An international study has identified potential urine biomarkers for prostate cancer screening. By combining spatial transcriptomics, digital modelling of tumors, and machine learning, researchers identified a suite of biomarkers that indicate the presence and severity of prostate cancer with a high degree of precision.
In the study, published in Cancer Research, the researchers analyzed the micro RNA activity of all human genes in thousands of individual cells in prostate tumors using spatial transcriptomics. Knowing the position and degree of cancer of each cell, the team then constructed digital models of prostate cancer using a technique called pseudotime.
The models were analyzed with AI to identify proteins that could be used as biomarkers. Finally, the biomarkers were analyzed in the blood, prostate tissue, and urine of almost 2000 patients.
Here, lead author Martin Smelik, of The Karolinska Institutet, Stockholm, outlines the key findings and their implications for prostate cancer diagnostics.
What are the unmet needs in prostate cancer diagnostics that inspired this study?
Currently, the most common test to diagnose prostate cancer is based on the blood level of PSA. While this is a great tool, it lacks specificity, which might result in many false positive cases – leading to unnecessary biopsies for patients. This limitation inspired us to identify new biomarkers which might be easily measured in urine.

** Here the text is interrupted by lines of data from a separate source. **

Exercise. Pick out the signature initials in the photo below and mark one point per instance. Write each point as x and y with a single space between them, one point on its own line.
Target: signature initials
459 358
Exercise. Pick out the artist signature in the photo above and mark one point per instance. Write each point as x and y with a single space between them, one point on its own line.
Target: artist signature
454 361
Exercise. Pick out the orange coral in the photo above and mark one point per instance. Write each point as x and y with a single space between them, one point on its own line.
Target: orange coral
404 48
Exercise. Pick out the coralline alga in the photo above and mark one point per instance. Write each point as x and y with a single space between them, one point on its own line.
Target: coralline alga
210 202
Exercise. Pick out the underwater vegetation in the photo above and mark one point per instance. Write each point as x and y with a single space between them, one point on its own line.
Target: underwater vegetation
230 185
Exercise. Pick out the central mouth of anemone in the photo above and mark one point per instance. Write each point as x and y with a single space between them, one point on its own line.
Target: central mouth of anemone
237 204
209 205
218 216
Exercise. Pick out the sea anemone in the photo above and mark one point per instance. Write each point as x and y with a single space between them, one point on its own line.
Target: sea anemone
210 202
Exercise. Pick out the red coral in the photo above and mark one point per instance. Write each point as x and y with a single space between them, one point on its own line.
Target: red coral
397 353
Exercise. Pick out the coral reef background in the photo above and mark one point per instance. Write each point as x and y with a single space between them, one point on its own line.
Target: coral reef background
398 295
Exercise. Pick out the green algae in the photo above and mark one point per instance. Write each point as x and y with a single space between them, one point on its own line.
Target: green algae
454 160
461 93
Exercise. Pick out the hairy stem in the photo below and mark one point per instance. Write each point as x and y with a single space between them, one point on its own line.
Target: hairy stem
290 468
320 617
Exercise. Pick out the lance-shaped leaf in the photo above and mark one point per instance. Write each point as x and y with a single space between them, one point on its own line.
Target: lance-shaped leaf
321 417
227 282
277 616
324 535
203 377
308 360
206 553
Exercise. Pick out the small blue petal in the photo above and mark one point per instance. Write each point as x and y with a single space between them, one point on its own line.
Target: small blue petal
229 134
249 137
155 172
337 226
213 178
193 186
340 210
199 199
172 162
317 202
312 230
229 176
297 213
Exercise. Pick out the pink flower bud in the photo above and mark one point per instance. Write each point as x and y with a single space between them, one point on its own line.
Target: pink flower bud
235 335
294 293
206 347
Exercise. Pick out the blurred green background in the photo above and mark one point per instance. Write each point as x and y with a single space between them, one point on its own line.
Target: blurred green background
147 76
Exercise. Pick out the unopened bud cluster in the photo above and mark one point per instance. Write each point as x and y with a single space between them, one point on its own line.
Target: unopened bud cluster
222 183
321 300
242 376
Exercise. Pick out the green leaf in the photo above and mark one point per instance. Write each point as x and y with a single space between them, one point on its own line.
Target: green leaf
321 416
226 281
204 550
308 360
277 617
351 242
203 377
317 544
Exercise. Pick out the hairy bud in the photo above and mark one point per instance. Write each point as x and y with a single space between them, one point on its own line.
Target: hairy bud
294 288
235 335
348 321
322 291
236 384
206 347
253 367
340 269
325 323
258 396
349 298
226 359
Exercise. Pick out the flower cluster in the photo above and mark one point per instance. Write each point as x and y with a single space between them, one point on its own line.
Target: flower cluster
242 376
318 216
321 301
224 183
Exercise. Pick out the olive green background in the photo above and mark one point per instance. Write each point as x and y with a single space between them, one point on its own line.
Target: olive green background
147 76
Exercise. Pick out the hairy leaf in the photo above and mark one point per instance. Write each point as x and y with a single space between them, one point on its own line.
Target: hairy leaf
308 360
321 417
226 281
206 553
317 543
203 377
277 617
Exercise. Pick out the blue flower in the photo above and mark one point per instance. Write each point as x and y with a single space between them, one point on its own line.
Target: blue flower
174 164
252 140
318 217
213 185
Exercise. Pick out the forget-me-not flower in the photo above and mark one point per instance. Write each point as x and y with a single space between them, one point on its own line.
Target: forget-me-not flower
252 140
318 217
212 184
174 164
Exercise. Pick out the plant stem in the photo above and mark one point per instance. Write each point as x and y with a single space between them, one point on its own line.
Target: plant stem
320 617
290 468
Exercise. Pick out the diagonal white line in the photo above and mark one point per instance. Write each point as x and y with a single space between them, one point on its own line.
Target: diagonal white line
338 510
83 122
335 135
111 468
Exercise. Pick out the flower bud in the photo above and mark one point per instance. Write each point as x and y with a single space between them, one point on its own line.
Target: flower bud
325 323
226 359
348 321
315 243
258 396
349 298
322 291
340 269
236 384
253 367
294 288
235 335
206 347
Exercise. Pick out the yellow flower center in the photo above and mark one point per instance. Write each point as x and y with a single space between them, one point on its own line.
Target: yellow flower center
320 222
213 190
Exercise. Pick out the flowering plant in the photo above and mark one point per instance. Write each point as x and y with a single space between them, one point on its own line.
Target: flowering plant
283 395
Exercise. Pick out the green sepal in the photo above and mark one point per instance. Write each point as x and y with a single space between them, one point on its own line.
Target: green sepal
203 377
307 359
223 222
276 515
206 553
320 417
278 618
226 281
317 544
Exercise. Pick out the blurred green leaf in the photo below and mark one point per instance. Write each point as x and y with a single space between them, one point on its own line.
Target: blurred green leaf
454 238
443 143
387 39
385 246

What motivated the approach of integrating spatial transcriptomics, pseudotime analysis, and machine learning for biomarker discovery in prostate cancer?
Spatial transcriptomics is a new technology that allows us to study the prostate with great resolution. As we were interested in the development of the cancer, pseudotime comes as a natural choice of methodology.
We used machine learning approaches successfully in our previous studies. For this study, our aim was to use this experience in a slightly different setting and find a way to effectively combine it with pseudotime and spatial transcriptomics.
How would you explain pseudotime modeling to the uninitiated, and how did it enhance your ability to identify reliable biomarkers for prostate cancer?
Pseudotime is essentially a digital model of malignant transformation. In other words, we used pseudotime to model the development of the cancer and identified genes that were associated with this development.
Of the 45 candidate biomarkers you identified, were there any that particularly stood out in terms of diagnostic performance or clinical relevance?
Indeed, there were several biomarkers that have been already studied in the context of prostate cancer. Some examples include TIMP1, which promotes proliferation of cancer cells in vivo, and S100A6, which is a calcium-binding protein implicated in a variety of biological functions as well as tumorigenesis.
Your study reports an AUC of 0.92 for urine-based biomarkers – significantly higher than that of serum PSA. What are the implications of this for non-invasive prostate cancer screening in clinical practice?
The main implication of our study is that the screening tests might potentially be more precise, if biomarkers are measured in urine, as opposed to blood, which is the current practice.
Variability in biomarker expression between patients is a well-known challenge. How did your approach address inter- and intra-patient heterogeneity?
We addressed the intra-patient heterogeneity by analyzing multiple prostate cancer samples from the same patients with a various level of cancer involvement. The inter-patient heterogeneity was addressed in the way we prioritized the biomarkers. Specifically, we selected those biomarkers that were consistently highly correlated with pseudotime across samples from multiple patients.
Looking ahead, how might this biomarker discovery pipeline be adapted to other cancers or therapeutic contexts?
We published all our codes to the online repositories where other researchers might access and re-use them. While we were focused specifically on prostate cancer, the methodology used in our study can be applied for other cancers which might potentially result in relevant biomarkers.